We can also directly do a training and prediction on the same image (extracting the features only once).

In [None]:
# self_pred_image = skimage.data.astronaut()#[0:504,0:504,:]
# self_pred_labels = plt.imread('images_and_labels/astro_labels_2.tif')[:,:,0]#[0:504,0:504]
# ground_truth = plt.imread('images_and_labels/astro_ground_truth.tif')[:,:,0]
self_pred_image = image_to_train
self_pred_labels = labels_to_train
ground_truth = None

self_pred = selfpredict_dino_forest(self_pred_image, self_pred_labels, ground_truth,
                                    crop_to_patch=True, scale=scale, upscale_order=1,
                                    dinov2_model=dinov2_model, dinov2_layers=dinov2_layers, vgg16_layers=vgg16, append_image_as_feature=image_as_feature,
                                    show_napari=True)
predicted_labels, image_scaled, labels_scaled, feature_space, acc = self_pred

## Tests against ground truth

In [None]:
image_to_train = skimage.data.astronaut()#[0:504,0:504,:]
labels_to_train = plt.imread('images_and_labels/astro_labels_2.tif')[:,:,0]#[0:504,0:504]
ground_truth = plt.imread('images_and_labels/astro_ground_truth.tif')[:,:,0]
image_to_pred = None

# viewer = napari.Viewer()
# viewer.add_image(image_to_train)
# viewer.add_labels(labels_to_train)
# viewer_2 = napari.Viewer()
# viewer_2.add_image(image_to_pred)
# viewer_2.add_labels(ground_truth)

all_vggs = [0,2,5,7,10,12,14,17,19,21,24,26,28]
single_vggs = [[i] for i in all_vggs]
consecutive_vggs = [all_vggs[:s] for s in range(1,len(all_vggs))]
dual_vggs = [[all_vggs[i], all_vggs[j]] for i in range(len(all_vggs)) for j in range(i+1, len(all_vggs))]
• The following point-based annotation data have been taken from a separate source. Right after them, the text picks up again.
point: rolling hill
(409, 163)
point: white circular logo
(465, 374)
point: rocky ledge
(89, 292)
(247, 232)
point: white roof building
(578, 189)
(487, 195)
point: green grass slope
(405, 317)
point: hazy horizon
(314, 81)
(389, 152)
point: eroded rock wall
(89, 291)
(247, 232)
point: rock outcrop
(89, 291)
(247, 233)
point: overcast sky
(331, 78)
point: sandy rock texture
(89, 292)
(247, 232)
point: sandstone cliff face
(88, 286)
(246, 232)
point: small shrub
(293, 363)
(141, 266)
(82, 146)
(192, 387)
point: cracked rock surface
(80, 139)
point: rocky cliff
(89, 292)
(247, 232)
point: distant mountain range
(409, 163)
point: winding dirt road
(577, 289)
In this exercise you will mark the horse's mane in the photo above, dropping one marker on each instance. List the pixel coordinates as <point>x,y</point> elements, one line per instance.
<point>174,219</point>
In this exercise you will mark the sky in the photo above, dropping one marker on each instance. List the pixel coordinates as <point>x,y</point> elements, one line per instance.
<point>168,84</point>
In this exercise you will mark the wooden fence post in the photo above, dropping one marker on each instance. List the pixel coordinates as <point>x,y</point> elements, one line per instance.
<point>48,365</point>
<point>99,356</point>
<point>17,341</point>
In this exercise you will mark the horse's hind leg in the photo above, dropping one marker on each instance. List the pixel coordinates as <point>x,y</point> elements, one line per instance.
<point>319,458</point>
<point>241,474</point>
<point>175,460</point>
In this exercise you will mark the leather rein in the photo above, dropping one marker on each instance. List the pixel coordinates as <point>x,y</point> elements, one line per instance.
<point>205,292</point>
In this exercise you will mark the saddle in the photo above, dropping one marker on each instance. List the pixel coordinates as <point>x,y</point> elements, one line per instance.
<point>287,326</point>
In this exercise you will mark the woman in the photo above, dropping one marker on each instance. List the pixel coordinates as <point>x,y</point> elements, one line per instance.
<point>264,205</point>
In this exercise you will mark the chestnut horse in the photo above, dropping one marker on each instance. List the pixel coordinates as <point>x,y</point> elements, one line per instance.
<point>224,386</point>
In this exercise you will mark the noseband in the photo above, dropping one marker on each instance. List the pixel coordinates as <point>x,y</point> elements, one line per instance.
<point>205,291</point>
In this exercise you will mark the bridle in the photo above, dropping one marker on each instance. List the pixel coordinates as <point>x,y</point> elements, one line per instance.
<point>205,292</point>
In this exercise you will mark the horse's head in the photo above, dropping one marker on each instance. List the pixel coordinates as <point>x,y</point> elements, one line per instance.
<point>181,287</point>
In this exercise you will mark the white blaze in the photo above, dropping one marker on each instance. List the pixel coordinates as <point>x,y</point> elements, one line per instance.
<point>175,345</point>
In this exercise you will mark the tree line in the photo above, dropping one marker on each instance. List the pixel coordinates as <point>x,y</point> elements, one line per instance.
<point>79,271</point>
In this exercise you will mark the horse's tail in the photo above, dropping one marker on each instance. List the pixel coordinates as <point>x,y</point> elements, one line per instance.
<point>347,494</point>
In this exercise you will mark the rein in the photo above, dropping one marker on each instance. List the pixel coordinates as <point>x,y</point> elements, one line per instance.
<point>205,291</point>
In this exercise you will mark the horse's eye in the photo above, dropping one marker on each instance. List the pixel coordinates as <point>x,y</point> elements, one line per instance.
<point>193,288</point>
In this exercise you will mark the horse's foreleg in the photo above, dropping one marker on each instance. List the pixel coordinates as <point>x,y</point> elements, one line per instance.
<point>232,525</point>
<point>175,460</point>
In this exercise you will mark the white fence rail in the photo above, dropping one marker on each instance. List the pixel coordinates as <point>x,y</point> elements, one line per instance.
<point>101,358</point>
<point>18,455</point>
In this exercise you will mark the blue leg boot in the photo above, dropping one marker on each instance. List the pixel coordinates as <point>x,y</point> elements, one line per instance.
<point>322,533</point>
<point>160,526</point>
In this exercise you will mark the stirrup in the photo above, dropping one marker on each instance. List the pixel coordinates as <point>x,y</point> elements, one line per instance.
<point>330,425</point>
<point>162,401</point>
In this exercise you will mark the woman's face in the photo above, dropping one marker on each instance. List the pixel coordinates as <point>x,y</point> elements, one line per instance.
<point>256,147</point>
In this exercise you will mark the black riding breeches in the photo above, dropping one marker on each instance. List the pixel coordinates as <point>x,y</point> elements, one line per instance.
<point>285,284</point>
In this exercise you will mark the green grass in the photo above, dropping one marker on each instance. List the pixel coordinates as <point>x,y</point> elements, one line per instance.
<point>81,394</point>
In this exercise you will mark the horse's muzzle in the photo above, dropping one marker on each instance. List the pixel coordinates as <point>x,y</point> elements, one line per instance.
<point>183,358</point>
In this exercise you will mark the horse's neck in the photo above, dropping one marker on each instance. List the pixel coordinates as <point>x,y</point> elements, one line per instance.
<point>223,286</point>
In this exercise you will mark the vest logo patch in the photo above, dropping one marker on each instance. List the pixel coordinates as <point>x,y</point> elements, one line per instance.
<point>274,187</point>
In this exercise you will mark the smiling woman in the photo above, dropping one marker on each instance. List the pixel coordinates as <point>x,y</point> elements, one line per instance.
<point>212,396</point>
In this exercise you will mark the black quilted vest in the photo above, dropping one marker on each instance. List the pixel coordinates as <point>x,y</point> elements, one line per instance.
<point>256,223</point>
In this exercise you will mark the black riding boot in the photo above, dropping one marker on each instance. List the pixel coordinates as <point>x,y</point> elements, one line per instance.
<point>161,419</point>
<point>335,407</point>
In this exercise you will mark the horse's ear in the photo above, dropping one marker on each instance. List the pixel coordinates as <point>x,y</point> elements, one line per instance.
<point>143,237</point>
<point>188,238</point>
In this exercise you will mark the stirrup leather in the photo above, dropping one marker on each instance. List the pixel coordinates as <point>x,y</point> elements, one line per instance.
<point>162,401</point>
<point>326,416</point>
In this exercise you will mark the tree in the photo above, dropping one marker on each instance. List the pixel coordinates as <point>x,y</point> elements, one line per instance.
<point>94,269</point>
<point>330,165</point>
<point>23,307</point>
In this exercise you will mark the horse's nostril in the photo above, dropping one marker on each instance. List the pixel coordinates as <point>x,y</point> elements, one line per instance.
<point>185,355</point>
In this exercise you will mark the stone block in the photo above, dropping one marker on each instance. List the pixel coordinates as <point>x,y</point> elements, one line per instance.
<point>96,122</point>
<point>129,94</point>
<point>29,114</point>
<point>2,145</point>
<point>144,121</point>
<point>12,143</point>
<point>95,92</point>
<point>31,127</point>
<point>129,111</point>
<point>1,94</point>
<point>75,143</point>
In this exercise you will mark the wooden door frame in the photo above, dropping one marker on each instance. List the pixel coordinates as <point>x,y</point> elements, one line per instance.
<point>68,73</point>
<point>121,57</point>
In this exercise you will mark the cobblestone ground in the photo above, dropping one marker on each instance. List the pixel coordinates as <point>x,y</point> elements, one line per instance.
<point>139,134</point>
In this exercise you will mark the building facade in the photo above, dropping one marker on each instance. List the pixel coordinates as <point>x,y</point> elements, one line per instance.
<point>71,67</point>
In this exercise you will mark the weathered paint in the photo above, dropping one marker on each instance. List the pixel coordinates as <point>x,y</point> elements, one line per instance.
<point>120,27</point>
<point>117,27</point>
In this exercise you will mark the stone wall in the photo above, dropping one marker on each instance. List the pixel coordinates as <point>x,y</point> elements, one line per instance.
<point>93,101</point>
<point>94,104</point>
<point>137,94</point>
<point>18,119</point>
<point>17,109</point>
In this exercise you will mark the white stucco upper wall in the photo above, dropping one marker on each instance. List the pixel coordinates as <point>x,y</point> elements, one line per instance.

dinos = [None, 's']#, 'b']
vggs = [None, [24,26,28], all_vggs]#[0], [10], [17], [24], [0, 10, 17, 24]]#
im_feats = [False]#, True]
scales = [1]#, 2]

In [None]:
test = test_dino_forest(image_to_train, labels_to_train, ground_truth, image_to_pred,
                        scales=scales, dinos=dinos, vggs=vggs, im_feats=im_feats,
                        print_avg=True, print_max=True)
accs, avg_accs, max_acc = test